Part IV: All Really is Well

May 3 08

Part IV: All Really is Well

Paul Weinstein

Previously on pdw @ zoomshare:

Recently we moved zoomshare into a new home.

We scheduled an overnight maintenance window to move the necessary zoomshare equipment.

Each new home has its own little quirks and idiosyncrasies to them. But as time goes by one learns how to navigate the little quirks in a new home. They can become reassuring where originally they were unsettling.

As I closed in on being awake for 24 hours I knew I didn’t have a taxing day ahead of me, I had planned my schedule accordingly at least. However, I still had some work to do and tops on that list was a check-in with zoomshare in a few hours, so I set my alarm for 9 am and closed my eyes.

I don’t remember the alarm going off.

10 am.
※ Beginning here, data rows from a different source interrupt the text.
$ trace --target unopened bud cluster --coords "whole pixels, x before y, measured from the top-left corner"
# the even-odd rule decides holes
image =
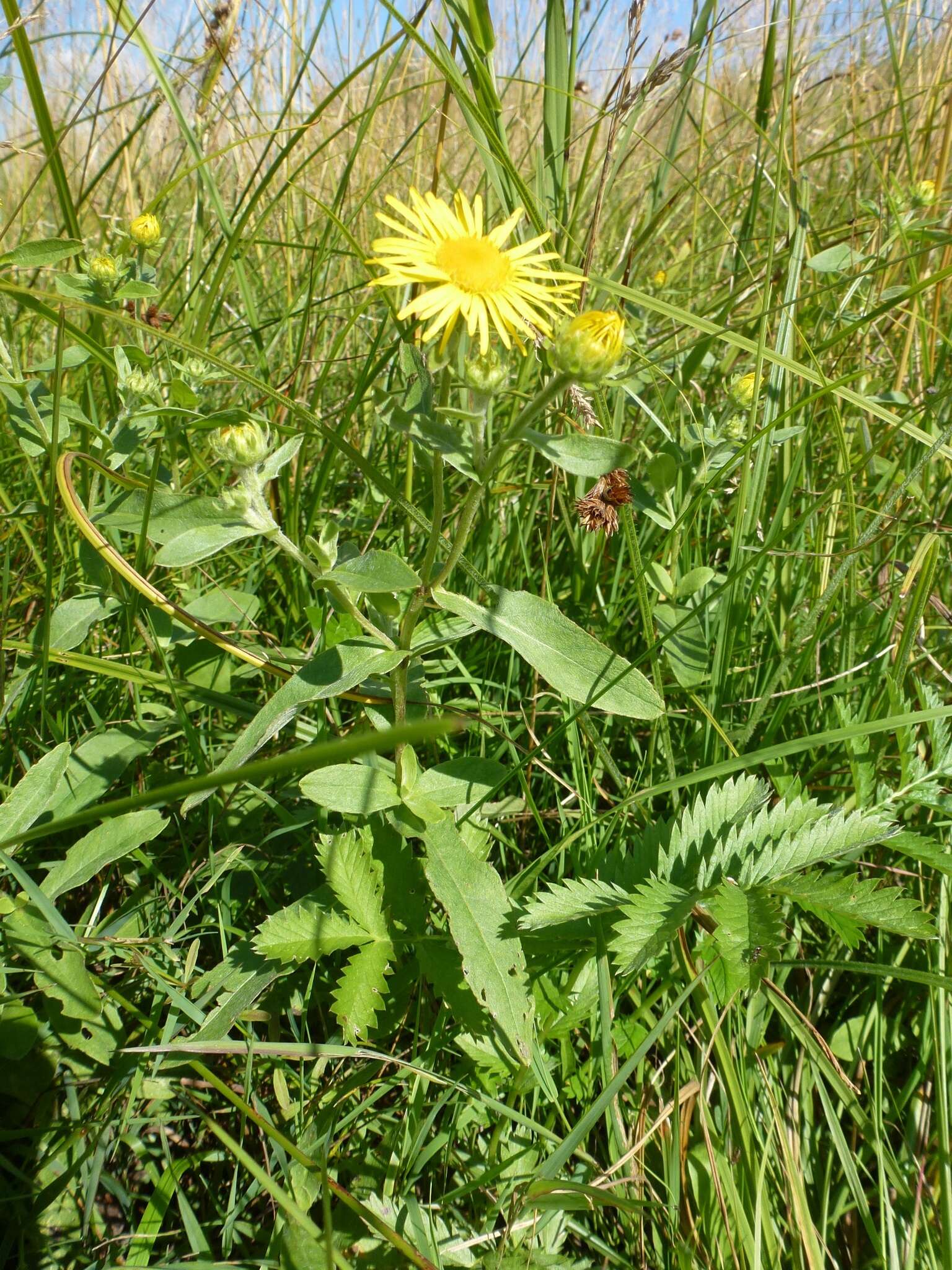
[[[509,367],[495,348],[486,353],[471,353],[463,364],[463,381],[473,392],[495,396],[509,380]]]
[[[99,255],[90,257],[86,273],[93,282],[98,282],[103,287],[114,287],[119,277],[119,267],[112,255],[102,251]]]
[[[212,451],[232,467],[259,467],[268,457],[270,432],[254,419],[228,424],[212,433]]]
I could have used some more sleep, but that could wait just a few minutes. A quick check-in on how zoomshare was handling the morning traffic and then a few more hours of shuteye.
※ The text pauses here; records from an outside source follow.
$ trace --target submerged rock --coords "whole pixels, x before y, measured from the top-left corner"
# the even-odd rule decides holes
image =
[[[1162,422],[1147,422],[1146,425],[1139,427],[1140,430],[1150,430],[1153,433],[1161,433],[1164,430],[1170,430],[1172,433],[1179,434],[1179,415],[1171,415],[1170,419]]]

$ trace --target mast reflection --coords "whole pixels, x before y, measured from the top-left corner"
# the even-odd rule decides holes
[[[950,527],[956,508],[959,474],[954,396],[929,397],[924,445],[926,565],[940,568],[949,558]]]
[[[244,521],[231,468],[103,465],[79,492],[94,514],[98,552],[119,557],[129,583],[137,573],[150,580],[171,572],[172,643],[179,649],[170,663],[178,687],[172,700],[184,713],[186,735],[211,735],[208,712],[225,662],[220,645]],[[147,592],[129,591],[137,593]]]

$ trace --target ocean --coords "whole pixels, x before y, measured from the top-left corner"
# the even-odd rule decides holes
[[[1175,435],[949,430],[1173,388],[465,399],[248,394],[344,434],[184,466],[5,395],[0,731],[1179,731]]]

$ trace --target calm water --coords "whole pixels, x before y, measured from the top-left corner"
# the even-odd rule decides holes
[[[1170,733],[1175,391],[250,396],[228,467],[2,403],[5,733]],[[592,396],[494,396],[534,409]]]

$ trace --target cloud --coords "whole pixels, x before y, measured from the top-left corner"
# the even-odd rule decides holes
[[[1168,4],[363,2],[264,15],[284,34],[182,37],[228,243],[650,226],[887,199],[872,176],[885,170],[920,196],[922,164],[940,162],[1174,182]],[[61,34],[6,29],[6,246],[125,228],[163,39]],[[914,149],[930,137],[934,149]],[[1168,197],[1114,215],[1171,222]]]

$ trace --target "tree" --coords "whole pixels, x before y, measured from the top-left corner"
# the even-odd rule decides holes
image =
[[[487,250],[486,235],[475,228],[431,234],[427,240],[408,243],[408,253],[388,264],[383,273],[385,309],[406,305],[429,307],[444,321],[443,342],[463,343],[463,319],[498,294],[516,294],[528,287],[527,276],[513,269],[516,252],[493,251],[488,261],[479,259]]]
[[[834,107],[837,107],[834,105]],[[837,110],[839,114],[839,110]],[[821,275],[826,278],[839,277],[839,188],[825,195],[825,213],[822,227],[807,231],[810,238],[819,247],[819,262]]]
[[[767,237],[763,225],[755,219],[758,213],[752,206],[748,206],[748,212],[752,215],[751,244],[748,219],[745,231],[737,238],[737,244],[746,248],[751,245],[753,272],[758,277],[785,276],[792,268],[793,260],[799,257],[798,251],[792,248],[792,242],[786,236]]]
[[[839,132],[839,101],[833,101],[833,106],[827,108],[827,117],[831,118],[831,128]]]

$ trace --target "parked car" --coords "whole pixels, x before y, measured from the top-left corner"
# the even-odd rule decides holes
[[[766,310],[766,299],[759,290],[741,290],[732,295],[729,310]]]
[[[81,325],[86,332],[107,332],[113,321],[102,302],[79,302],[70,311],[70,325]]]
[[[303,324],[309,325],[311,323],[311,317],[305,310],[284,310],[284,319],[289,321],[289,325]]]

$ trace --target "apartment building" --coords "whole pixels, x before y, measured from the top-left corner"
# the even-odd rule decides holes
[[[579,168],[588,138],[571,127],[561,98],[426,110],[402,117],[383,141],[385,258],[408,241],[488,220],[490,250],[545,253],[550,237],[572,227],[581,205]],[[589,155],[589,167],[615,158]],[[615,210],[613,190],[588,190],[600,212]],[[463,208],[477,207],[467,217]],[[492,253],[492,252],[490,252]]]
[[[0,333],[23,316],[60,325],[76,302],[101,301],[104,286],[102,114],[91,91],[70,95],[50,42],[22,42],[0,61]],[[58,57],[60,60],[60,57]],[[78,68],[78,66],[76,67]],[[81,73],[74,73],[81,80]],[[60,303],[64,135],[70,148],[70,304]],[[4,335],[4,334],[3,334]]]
I don’t think I even got in my chair, let alone logged into my computer.

I had voicemail. In fact I had a voicemail from kree10 that was just a few minutes old.

Not good news.

Not good news at all, in fact. He was on his way back to the colocation facility. No one from the office was able to connect to any zoomshare site, verifying in turn that everything was in working order. Moreover, it was looking like a good percentage of our users were having issues as well, which meant it wasn’t localized to just one network connection or path.

In the case of zoomshare one of the connecting pipe’s had a pin-size leak. When the “water pressure”, network traffic, was low some droplets of water, network packets, escaped via the leak. Annoying, but manageable. However, when the pressure was turned up the leak started to turn into a flood, more than half of the network packets never made it to their destination.

And Now The Conclusion…
Troubleshooting computing issues can be difficult, more so when systems and services are divided up by different providers. Consider for example the problem most users have with their own system. A user encounters an error while using a specific piece of software, they call up the software provider’s support number, navigate their overly complicated phone system only to be told, once they’ve gotten hold of a real person, described the problem and tried restarting the system that the problem is not with their software package and is obviously a hardware issue and recommend calling the hardware company.
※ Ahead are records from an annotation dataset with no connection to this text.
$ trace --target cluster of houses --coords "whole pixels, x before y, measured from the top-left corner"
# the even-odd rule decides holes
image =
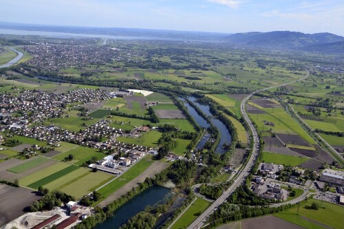
[[[112,62],[119,52],[108,45],[91,44],[50,43],[24,46],[23,49],[34,57],[28,63],[46,72],[58,72],[70,67],[104,65]]]

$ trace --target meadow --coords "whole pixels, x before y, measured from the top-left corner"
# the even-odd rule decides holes
[[[180,218],[172,226],[172,229],[186,228],[197,217],[197,214],[202,212],[209,206],[209,202],[201,198],[196,201],[189,208]]]
[[[276,164],[284,164],[286,166],[297,166],[299,164],[307,162],[309,158],[292,156],[285,154],[279,154],[269,152],[263,152],[261,161]]]
[[[313,202],[319,206],[318,210],[310,208]],[[274,215],[305,228],[323,228],[316,223],[319,222],[334,228],[341,229],[343,225],[344,208],[337,204],[310,199],[301,202],[299,214],[298,206],[295,206]],[[307,220],[308,219],[311,220]]]

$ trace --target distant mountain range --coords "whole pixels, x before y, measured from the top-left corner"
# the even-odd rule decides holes
[[[259,47],[333,53],[343,53],[344,51],[344,37],[328,32],[310,34],[290,31],[252,32],[231,34],[225,40],[235,44]]]

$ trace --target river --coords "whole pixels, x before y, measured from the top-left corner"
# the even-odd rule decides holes
[[[211,117],[211,120],[213,124],[217,128],[219,132],[220,135],[220,140],[219,142],[219,144],[215,149],[215,153],[224,153],[226,152],[226,150],[224,150],[222,146],[225,143],[228,143],[230,144],[232,140],[232,136],[230,135],[230,133],[229,133],[229,131],[226,127],[226,125],[219,120],[217,118],[215,118],[214,117],[212,116],[212,114],[210,111],[210,107],[208,105],[201,105],[195,100],[197,100],[196,98],[195,97],[189,97],[188,99],[189,99],[191,101],[192,101],[204,114],[206,114],[208,116]],[[185,100],[184,100],[185,101]],[[193,118],[196,120],[196,122],[198,123],[198,124],[204,128],[207,128],[210,126],[209,123],[202,117],[201,117],[196,111],[196,110],[190,106],[190,105],[187,102],[184,103],[185,107],[188,109],[189,113],[191,116],[193,117]],[[204,122],[206,124],[204,124]],[[204,136],[202,139],[201,139],[201,141],[198,143],[198,144],[196,146],[196,149],[200,149],[202,148],[204,144],[206,143],[207,139],[209,138],[210,136]]]
[[[11,67],[12,65],[19,61],[23,57],[23,56],[24,56],[23,52],[17,50],[14,47],[10,47],[8,49],[11,50],[13,52],[17,52],[17,56],[10,60],[10,61],[8,61],[8,63],[6,63],[6,64],[1,65],[0,68]]]
[[[96,226],[94,229],[118,228],[147,206],[164,204],[169,193],[169,188],[161,186],[150,187],[125,203],[114,212],[111,217]]]

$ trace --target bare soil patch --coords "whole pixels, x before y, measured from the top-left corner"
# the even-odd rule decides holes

A second call later, this time to the hardware company and the user is nowhere closer to a resolution since the hardware company’s tech support blames the issue on the software provider. All long the user of course doesn’t care about who’s fault it is but simply wants the problem fixed so can get on with their task.

Alas, even us tech folks have to navigate the labyrinth of voicemail hell and deal with providers and support technicians who can be less than forthcoming with assistance when “its not our problem/fault”.

The Root of the Matter
Zoomshare moved into a new co-location facility in which a company provided space and power. Another the network connectivity to the Internet. Three parties had entered the dance.

Our network connection was experiencing a “leak” and we had to pinpoint that leak in our new home for zoomshare. After two days of testing our equipment we suspected the issue was elsewhere. But our new “landlord”, who tested their own setup suspected the issue was elsewhere and our Internet Service Provider (ISP) at first couldn’t even confirm any network issue, let alone the “leak” we witnessed every time we turned up the “water pressure.”

We had run ourselves ragged trying everything we could, different equipment, different configurations. No one knew find the location of the leak, but eventually everyone was able to acknowledge a leak did exist. By the morning of the third day it was time to call a meeting of the brain trust with all three dancers together.

During the course of this third crunch day – as if all the other days hadn’t been crunch time – we retested all the integrated systems. First our networking equipment and wiring. Next, with the landlord the wiring leading up to our cage. Lastly, some testing with the ISP. The different this time? Instead of playing he said, she said, we all had repersentitives present physically all talking with each other, not at each other.

Eventually Holmes’ maxim – “Once you eliminate the impossible, whatever remains, no matter how improbable, must be the truth” did lead us to the source of the network leak. We eliminated the possible points by testing each segment of the pipe, from “water main” to “faucet”. Alas we had an added complication, navigating and coordinating support procedures of various service providers, something it seems Mr. Holmes and Dr. Watson never had to concern themselves with.

By the end of the third day for our Zoomshare users at least, all really was well again.